Travlyn, you're dead-on about symbolism, and it goes even deeper. This is something I've been studying a bit for my dissertation, and I was discussing it earlier today, so forgive me but I'm about to get nerdy.
Some of this is common sense, but every letter of every alphabet today, outside of Asian logogramatic scripts, derived from Egyptian via Phoenician. The Egyptian glyphs were clearly images denoting the thing they referred to, but as different cultures abstracted those rarefied representations, the images became stripped down to what we recognize as letters. But for a long time letters retained some of their symbolic meanings that extended beyond their phonic valences. Take the letter A; it was originally written upside-down from how it looks today --∀ -- and represented the
aurochs, a now-extinct giant species of cattle. The letter M came from the word for water, mem, and was meant to look like waves, while the word for N, nahash, represented a snake.
So what, simple enough, right? Yeah, but what's interesting is that before literacy was so widespread, when it was still the domain of the shamans and bureaucrats and functionaries, they still retained some of that sense of symbolic meaning. That makes considering some old symbols and documents kind of like dealing with puzzles that need decoding in order to grasp the full meaning. I've been looking into the letter D, which at one point represented a fish -- dag -- and later came to represent door -- daleth -- and how that symbolism is worked into Pythagoras' cosmology; the letter looked very similar to the vesica piscis (fish), and long before Jesus, Pythagoras both considered the fish sacred and referred to the vesica piscis as a doorway between the world of spirit and the world of matter -- from fish to door. He basically encapsulates the evolution of the letter in his cosmology.
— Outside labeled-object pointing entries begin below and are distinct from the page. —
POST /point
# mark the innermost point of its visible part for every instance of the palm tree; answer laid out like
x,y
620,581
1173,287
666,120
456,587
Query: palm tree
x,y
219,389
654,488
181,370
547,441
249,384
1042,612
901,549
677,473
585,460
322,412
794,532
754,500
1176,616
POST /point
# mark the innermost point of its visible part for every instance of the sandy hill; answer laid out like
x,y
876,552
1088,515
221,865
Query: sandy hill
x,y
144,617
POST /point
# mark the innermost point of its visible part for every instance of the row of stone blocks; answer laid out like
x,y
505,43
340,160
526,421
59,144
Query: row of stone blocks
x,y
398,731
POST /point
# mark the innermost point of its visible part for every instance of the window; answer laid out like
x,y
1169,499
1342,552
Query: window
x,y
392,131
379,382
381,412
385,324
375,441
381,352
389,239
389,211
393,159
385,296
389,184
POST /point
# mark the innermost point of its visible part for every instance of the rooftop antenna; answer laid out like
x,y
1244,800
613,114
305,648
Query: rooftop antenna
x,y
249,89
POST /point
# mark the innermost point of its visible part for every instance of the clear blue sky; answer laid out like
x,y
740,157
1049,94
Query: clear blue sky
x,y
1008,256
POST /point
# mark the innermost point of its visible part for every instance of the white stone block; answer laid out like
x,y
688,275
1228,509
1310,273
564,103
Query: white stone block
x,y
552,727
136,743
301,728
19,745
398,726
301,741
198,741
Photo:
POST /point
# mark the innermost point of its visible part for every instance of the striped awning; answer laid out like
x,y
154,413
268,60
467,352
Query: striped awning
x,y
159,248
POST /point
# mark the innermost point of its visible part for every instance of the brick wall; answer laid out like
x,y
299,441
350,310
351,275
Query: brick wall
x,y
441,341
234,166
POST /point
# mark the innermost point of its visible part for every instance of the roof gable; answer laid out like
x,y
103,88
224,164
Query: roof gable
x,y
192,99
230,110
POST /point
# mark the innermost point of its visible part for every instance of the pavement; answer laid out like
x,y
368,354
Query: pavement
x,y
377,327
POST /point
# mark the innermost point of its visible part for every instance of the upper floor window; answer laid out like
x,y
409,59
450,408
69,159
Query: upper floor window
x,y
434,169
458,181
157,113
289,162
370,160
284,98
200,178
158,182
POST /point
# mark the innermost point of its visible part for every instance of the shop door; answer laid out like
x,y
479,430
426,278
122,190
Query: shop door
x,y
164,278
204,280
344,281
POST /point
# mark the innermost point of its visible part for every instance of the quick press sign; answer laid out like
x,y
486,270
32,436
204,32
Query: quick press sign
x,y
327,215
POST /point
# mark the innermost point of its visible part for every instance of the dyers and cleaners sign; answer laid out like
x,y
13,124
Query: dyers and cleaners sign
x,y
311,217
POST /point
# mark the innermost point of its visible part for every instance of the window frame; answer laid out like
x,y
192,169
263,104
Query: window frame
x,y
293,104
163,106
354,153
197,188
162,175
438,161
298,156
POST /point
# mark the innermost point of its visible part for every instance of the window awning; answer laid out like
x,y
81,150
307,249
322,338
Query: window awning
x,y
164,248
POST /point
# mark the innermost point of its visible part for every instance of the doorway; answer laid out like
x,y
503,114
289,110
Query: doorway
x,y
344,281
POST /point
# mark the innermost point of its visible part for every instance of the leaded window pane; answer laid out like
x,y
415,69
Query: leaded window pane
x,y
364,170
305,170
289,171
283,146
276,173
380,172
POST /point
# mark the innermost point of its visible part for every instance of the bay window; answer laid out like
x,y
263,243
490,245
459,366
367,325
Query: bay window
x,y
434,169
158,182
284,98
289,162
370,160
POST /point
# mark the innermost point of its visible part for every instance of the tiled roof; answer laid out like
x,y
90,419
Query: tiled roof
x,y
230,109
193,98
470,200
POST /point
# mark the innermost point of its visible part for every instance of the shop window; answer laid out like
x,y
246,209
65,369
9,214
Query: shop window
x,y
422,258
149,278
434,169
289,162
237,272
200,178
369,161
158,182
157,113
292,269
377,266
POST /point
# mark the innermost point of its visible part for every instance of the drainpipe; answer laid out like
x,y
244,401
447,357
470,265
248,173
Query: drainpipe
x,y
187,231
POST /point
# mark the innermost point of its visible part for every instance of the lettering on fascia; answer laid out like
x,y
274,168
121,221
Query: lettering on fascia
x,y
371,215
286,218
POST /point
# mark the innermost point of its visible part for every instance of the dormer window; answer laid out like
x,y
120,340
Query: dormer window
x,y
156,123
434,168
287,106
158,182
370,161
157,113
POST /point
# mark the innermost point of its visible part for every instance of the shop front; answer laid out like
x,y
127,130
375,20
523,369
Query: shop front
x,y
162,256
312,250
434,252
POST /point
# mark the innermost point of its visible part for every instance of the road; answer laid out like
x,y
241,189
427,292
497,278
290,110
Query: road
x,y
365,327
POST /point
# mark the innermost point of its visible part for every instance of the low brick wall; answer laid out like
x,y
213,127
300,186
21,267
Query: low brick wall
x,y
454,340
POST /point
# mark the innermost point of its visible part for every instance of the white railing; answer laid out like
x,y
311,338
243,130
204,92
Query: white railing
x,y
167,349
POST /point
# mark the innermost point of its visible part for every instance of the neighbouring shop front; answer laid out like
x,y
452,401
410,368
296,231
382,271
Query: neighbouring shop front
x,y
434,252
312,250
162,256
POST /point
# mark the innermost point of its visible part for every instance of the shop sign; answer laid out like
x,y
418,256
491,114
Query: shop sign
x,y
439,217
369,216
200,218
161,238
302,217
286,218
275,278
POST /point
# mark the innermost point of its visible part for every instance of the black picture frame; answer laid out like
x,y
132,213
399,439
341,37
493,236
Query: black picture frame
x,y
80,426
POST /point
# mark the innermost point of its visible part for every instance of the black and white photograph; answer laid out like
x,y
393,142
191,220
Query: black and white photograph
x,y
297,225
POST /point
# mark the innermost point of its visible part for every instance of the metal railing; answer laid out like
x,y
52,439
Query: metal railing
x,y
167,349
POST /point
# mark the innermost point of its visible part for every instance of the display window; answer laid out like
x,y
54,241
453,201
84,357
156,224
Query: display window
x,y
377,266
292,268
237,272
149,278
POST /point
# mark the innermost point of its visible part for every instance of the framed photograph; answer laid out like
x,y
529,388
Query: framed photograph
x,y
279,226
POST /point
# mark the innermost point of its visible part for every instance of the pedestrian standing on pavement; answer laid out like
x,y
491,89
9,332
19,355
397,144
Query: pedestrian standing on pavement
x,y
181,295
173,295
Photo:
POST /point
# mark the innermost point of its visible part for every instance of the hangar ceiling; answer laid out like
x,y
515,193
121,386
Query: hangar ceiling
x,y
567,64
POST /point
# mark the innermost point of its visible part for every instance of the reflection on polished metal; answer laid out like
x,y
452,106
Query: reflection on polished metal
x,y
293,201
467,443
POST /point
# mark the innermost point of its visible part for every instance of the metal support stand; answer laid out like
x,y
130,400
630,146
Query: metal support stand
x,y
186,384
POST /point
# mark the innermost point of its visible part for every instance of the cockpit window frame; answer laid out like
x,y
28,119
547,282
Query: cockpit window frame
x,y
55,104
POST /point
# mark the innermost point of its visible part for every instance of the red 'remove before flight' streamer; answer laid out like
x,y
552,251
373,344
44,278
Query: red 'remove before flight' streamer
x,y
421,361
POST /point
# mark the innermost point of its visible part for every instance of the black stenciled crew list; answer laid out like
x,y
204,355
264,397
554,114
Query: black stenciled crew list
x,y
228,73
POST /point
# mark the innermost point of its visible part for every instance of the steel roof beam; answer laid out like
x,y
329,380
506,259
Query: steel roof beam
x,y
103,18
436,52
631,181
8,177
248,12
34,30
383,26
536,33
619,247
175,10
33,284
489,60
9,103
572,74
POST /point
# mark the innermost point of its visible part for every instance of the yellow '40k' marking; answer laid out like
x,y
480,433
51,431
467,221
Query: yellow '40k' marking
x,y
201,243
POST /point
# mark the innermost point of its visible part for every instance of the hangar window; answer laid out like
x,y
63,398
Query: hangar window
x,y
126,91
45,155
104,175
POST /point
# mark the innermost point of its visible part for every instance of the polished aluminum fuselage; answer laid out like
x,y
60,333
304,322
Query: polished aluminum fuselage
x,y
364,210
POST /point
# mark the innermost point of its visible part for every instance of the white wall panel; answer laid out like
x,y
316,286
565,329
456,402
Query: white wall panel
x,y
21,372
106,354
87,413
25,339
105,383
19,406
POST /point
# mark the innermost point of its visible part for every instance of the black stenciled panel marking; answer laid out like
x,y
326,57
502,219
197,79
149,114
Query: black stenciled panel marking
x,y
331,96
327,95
Such meanings and resonances may be one reason why literacy was so often reserved for the select few; if they thought language and letters had a kind of cosmic, magical quality, then it'd take all kinds of both intellectual and moral training to be trusted with it. It was workers/builders like the Phoenicians who started to democratize alphabets more or less to keep records and effectively do their jobs as they boated around the Mediterranean. That's also one of the reasons the poets of the Gaelic Order were targeted during the Anglo-Norman invasion of Ireland; they were just below the nobility in status, and their facility with language was (irrationally) feared. But as I understand it -- and this is where I get a bit hazy and you may be able to offer something -- the democratization of language and symbols wasn't always looked well upon, which eventually resulted in groups like the Masons using symbols/language in coded ways so as to protect themselves, in a sort of equal-but-opposite way as those past shamans, bureaucrats and functionaries. Does that sound about right?
By the way, what's the Blue Lodge? I don't know too much about Masonry, but my understanding is no atheists allowed, although one branch out of France (Grand Orient?) does allow atheists. I was looking into this recently when I came across
an article comparing Masonry to the martial arts.